When she had finished the coffee he told her to put on her bonnet and come down to the Opera-House.

"First of all you shall familiarize yourself with your surroundings. Then you shall practise. But let me look at you—yes, it is in good taste."

He alluded to the new poke-bonnet, bought, after much deliberation, just before their departure; it was coquettish, and wreathed with yellow rosebuds. She wore mittens, and gave him her arm; he himself was dressed in his handsome best. Never before had they walked out together in this manner, and their new formality effected a slight alteration in their relations together; both were a trifle constrained.
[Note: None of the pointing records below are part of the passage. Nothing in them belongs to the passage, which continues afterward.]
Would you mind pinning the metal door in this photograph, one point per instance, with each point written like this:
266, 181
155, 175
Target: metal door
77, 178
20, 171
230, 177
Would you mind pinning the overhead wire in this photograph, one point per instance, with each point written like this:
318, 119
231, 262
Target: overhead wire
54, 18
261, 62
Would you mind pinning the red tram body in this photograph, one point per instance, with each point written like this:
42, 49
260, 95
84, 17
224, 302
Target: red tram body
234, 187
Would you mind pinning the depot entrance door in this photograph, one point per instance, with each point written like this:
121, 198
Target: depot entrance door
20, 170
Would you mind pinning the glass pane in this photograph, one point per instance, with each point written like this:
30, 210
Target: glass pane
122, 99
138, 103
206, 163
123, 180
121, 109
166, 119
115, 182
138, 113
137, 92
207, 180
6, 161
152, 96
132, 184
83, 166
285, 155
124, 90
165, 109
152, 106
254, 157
"There," he said, "is the famous school where you might at this moment be learning to become a dancer."

"It looks like a prison. I prefer your home, and Bruges."

She gave his arm a little squeeze of affection.

Once inside the Scala all self-possession died away, and she became so frightened, so miserably apprehensive, that her legs trembled and her tongue clove to the roof of her mouth. The colossal size and dignity of the famous theater, its splendid gilt and chandeliers, the tiers and tiers of red-draped boxes, its vast bleak stage, all its pomp and majesty, combined to make her feel more insignificant, more wretchedly incompetent, than she could ever have believed possible.

She waited, shivering, while Rosing disco ver ed where she was to change.

"Make haste, my child, and then come back here. We must get in some practise."